Cosa vi siete detti?

«Che l’errore organizzativo più grande è stato giocare in un impianto così piccolo. Le tifoserie di Roma e Feyenoord avrebbero riempito due stadi. E poi dico un’ovvietà, inevitabile. Mourinho è stato capace di segnare la storia del calcio. Ha vinto la Champions con il Porto, il triplete con l’Inter, ha riportato al successo la Roma. La cosa più bella, quando senti i suoi giocatori, è che non ne esiste uno capace di parlarne male. Non c’è mai uno scontento, anche tra quelli che giocano meno o niente. E’ una cosa meravigliosa».

Giusto lo scudetto del Milan?

«Sì. Meritatissimo per il lavoro e per come hanno giocato. E’ arrivato meno attraverso il talento».

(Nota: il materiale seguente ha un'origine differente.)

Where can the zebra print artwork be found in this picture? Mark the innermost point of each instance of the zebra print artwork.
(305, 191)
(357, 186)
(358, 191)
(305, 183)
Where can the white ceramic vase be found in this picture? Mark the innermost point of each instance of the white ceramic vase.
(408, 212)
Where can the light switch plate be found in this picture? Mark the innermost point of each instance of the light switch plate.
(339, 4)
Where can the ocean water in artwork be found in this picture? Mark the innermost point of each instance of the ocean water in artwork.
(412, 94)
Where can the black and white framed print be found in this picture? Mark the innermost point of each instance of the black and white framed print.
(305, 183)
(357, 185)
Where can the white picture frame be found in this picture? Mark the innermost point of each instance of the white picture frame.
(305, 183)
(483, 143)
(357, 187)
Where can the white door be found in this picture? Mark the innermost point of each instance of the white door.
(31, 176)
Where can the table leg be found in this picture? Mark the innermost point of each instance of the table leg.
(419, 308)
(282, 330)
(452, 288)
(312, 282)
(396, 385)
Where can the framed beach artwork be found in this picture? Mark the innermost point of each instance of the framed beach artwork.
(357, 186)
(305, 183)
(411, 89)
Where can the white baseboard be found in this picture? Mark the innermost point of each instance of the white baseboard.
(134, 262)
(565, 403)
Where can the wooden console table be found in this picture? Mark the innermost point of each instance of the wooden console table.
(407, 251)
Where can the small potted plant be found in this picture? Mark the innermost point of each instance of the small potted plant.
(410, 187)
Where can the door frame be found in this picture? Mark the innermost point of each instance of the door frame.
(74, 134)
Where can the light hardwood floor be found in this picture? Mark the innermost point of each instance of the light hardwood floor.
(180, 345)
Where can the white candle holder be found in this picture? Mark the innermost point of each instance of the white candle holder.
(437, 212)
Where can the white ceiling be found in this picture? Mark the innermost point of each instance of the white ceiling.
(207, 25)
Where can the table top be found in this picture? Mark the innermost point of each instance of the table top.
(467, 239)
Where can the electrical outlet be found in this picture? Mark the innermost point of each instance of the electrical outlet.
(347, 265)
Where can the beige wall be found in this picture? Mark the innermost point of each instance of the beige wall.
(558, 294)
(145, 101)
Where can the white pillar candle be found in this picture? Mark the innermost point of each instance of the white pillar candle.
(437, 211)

La lezione di Pioli qual è stata?

«Credere in quello che faceva e trasferirlo ai giocatori. Ha creato, dopo la pandemia, la consapevolezza di poter costruire qualcosa di importante. Ci sono state partite in cui ci sono stati episodi dubbi e non si è mai lamentato, non ha creato alibi. Ha valorizzato dei giovani, ha gestito due o tre situazioni non semplici. Un esempio: Kessie. Altri allenatori lo avrebbero messo fuori. Pioli no. Lo dico da ex giocatore, è un valore importante quel tipo di scelta».

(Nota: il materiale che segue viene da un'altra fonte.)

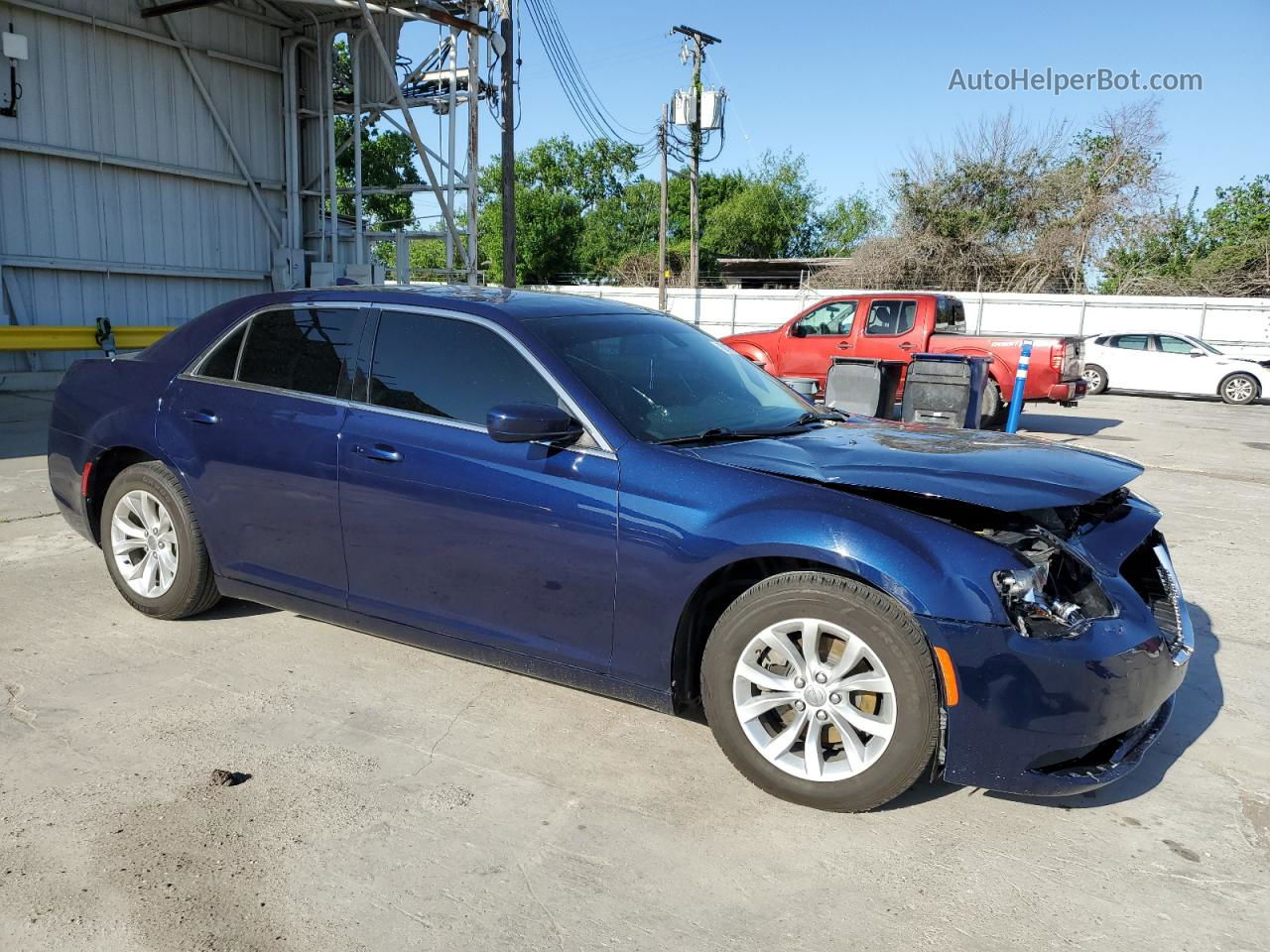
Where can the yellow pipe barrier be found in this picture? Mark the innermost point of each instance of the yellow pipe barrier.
(42, 338)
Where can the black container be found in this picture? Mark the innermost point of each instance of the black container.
(806, 388)
(945, 390)
(862, 388)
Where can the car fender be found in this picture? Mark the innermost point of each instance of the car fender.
(751, 352)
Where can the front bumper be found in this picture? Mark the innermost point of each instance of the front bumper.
(1049, 717)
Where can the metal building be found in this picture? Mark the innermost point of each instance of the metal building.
(162, 157)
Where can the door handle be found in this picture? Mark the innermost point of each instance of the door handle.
(381, 452)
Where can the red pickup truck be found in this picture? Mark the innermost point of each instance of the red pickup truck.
(894, 326)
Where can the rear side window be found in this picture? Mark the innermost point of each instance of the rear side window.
(949, 315)
(890, 317)
(833, 318)
(1130, 341)
(449, 368)
(222, 361)
(1175, 345)
(304, 349)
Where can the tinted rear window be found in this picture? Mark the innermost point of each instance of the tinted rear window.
(307, 349)
(449, 368)
(951, 315)
(223, 359)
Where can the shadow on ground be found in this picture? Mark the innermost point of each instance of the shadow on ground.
(1069, 424)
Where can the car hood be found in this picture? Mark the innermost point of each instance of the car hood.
(982, 467)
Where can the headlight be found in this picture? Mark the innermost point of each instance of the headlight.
(1053, 598)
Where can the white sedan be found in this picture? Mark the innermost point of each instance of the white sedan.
(1173, 363)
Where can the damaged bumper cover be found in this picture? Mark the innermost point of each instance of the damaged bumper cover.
(1057, 716)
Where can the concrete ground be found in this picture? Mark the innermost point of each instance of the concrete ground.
(405, 800)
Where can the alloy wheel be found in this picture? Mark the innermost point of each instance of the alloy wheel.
(815, 699)
(1238, 390)
(144, 542)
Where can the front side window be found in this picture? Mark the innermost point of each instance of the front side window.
(1176, 345)
(1130, 341)
(890, 317)
(449, 368)
(951, 315)
(309, 350)
(829, 320)
(666, 380)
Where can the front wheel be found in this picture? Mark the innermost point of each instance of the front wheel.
(1238, 389)
(821, 690)
(1096, 379)
(154, 549)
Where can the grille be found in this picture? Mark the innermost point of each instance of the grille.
(1156, 587)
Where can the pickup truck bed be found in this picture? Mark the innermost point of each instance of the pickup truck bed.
(896, 325)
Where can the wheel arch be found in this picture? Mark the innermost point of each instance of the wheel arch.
(1250, 375)
(107, 467)
(710, 599)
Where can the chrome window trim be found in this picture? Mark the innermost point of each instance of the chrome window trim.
(602, 447)
(592, 430)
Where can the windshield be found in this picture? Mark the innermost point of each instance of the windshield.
(666, 380)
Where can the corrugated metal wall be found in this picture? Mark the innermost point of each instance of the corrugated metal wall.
(86, 234)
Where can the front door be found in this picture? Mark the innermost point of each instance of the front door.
(1182, 370)
(508, 544)
(816, 338)
(254, 430)
(1134, 366)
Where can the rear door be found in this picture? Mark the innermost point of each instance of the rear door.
(1133, 365)
(826, 333)
(1182, 371)
(508, 544)
(254, 430)
(890, 329)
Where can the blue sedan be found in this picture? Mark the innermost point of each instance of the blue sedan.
(604, 497)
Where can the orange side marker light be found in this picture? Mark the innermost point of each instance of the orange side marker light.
(951, 690)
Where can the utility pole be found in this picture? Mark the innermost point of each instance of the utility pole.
(508, 94)
(472, 145)
(699, 41)
(661, 230)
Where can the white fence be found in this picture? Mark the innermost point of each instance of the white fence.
(1237, 322)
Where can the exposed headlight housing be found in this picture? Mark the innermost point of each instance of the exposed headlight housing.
(1055, 597)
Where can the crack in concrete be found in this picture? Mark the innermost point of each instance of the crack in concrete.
(17, 711)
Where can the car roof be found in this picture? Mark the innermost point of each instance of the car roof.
(486, 301)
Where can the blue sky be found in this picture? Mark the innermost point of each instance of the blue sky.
(855, 85)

Mancini sembra Indiana Jones, cerca il tesoro nascosto, i nuovi azzurri non ancora protagonisti in Serie A.

«Si pensa, superficialmente, che Figc o Lega possano stabilire un obbligo a impiegare più giocatori italiani. Rovescio l’idea e dico: non c’è l’obbligo in Serie A per non farli giocare. E’ una scelta legittima dei nostri dirigenti e ci sono tanti giocatori stranieri anche nelle Primavere. Una volta la Nazionale era formata da giocatori in lotta per lo scudetto e per le coppe europee. Oggi abbiamo giocatori con più presenze in azzurro che nelle coppe…. Mancini ora sta facendo lo scouting del futuro».

Rinasceremo?

«Lo dico sempre. La speranza è l’ultima a morire, il problema è che la facciamo soffrire troppo».